A wire, of length 250 centimeters, and radius 0.3 millimeters is stretched by hanging on a weight of 12 kilograms, and the elongation produced is 8 millimeters. Calculate the value of Young’s modulus for the wire.

## The Attempt at a Solution

I have no idea because we never went over this...please please guide me in the right direction

## Answers and Replies

In atomic units, where the unit of length is 1 bohr radius ($a_{0} \equiv \hbar^{2}/(m_{e} \, k_{0} \, e^{2})$, the unit of mass is the electron mass $m_{e}$ and the unit of energy is 1 hartree ($E_{0} = m_{e} \, (k_{0} \, e^{2})^{2}/\hbar^{2}$), the unit for Young's modulus (pressure) is:

$$[Y] = [F]/[A] = \mathrm{T}^{-2} \, \mathrm{L}^{-1} \, \mathrm{M} = \frac{[E_{0}]}{[a_{0}]^{3}}$$

$$Y_{0} = \frac{27.2 \, \mathrm{eV} \times \frac{1.602 \times 10^{-19} \, \mathrm{J}}{1 \, \mathrm{eV}}}{(5.29 \times 10^{-11} \, \mathrm{m})^{3}}.$$

I believe the answer to your question is:

$$Y = \frac{Y_{0}}{226}$$

Where are you getting all the values for this equation? I apologize, but this is like reading a different language!! I'm just not understanding where 27.2, 1.602, and 5.29 are taken from...

PhanthomJay
Homework Helper
Gold Member
Look up the stress strain relationships for elastic materials where the stress (P/A) is linearly proportional to the strain (elongation/length). Watch your units.

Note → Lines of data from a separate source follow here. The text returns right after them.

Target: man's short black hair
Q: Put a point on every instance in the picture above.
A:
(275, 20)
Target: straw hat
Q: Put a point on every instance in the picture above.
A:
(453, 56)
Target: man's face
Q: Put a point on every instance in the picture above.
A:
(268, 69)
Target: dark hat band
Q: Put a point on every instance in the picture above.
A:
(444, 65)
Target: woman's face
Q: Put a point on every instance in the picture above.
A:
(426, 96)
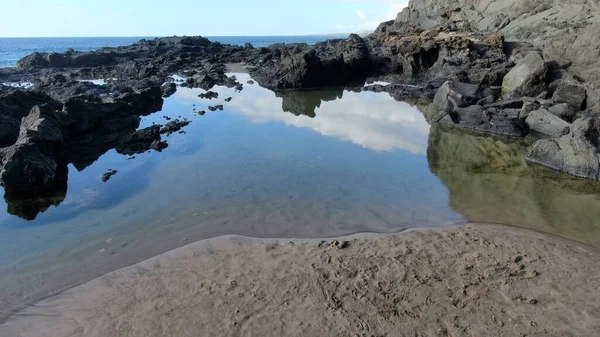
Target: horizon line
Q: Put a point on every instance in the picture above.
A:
(160, 36)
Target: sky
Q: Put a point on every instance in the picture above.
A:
(75, 18)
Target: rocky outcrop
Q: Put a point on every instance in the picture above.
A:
(527, 78)
(545, 123)
(575, 152)
(335, 62)
(472, 165)
(566, 31)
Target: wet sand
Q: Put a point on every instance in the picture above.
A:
(459, 281)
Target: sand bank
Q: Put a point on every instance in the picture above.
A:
(460, 281)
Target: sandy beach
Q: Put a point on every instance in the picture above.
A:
(473, 280)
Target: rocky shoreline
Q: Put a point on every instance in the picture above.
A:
(502, 67)
(475, 280)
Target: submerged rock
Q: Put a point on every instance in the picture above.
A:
(546, 123)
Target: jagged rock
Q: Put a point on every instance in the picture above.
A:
(303, 66)
(169, 89)
(488, 120)
(209, 95)
(455, 94)
(545, 123)
(26, 167)
(571, 94)
(575, 152)
(9, 130)
(140, 141)
(563, 111)
(216, 107)
(527, 78)
(305, 102)
(174, 126)
(106, 176)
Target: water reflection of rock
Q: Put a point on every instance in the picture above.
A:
(81, 152)
(305, 102)
(489, 181)
(29, 206)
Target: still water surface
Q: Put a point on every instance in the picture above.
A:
(297, 164)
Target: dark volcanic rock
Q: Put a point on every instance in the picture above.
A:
(545, 123)
(9, 130)
(168, 89)
(527, 78)
(141, 141)
(573, 95)
(209, 95)
(297, 66)
(305, 102)
(174, 126)
(106, 176)
(216, 107)
(575, 152)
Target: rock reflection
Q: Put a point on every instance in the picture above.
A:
(306, 103)
(28, 206)
(372, 120)
(489, 181)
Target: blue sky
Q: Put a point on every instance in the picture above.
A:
(60, 18)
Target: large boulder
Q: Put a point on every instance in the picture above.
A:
(41, 126)
(142, 141)
(573, 95)
(545, 123)
(69, 59)
(575, 152)
(567, 31)
(527, 78)
(9, 130)
(456, 94)
(335, 62)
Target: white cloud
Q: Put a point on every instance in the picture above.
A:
(393, 11)
(361, 15)
(370, 22)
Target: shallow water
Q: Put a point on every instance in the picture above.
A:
(298, 164)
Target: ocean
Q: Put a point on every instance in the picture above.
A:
(13, 49)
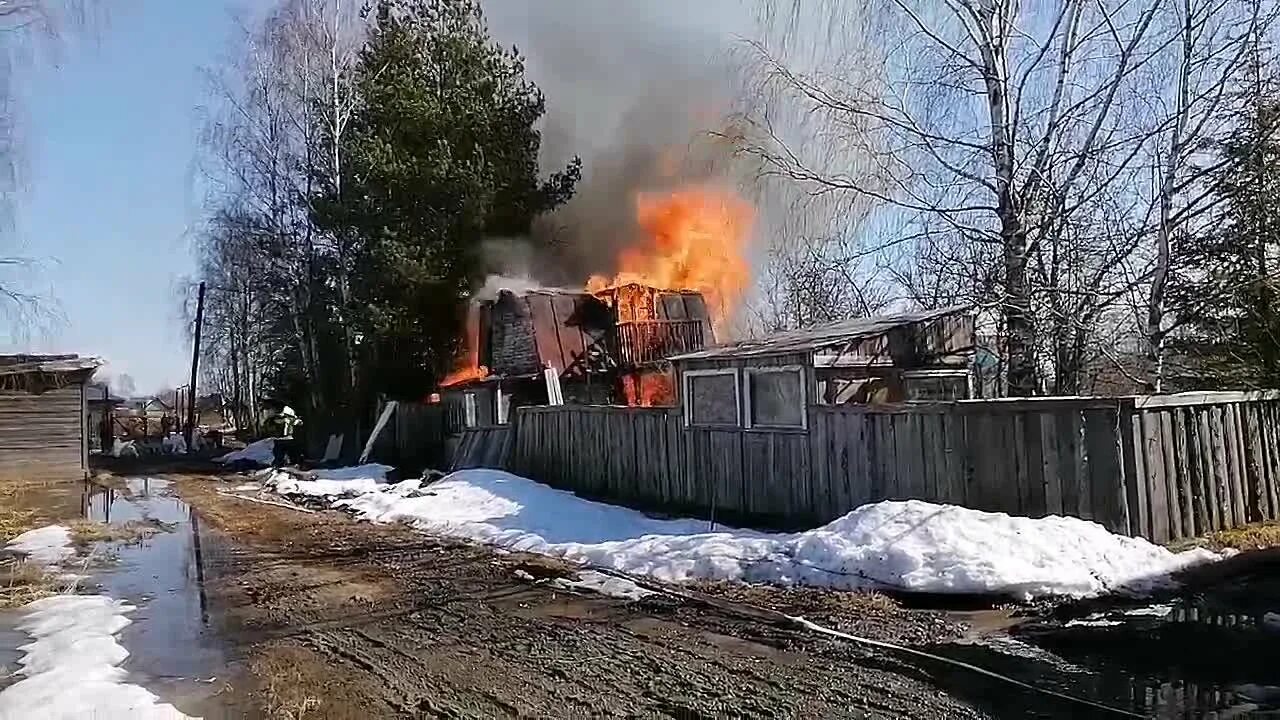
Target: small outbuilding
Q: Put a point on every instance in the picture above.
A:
(44, 415)
(768, 383)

I think I've figured it out!! Thanks for your help. I posted another question and still haven't had any responses. I've been trying to research this question for a few days and still haven't a clue as to what needs to be done. Do any of you know what the heck this question is asking and how I go about solving it. (The book I have for my class has nothing like this in it, nor have I seen anything like this throughout the chapters I have studied).

A balance, the beam of which is 30 centimeters long and weighs 40 grams, is deflected through 1° by an excess of 1 milligram in one of the pans. What is the distance of the center of gravity of the beam below the central pivot?

Young’s Modulus, E= tensile stress/tensile strain= (F/Ao)/(∆L/Lo)
F= force applied to object= ma= mg= (12kg)(9.81m/s2)= 117 N
Ao= cross-sectional area through which force is applied= πr2= 2.8 x 10^-8
∆L= amount by which length of object changes= 0.008m
Lo= original length of the object= 0.25m

So, E= (mg/Ao)/(∆L/Lo)= (117N/2.8x10^-8)^2/(0.008m)(0.25m)= 0.0165 Gpa,

Gpa=gigapascals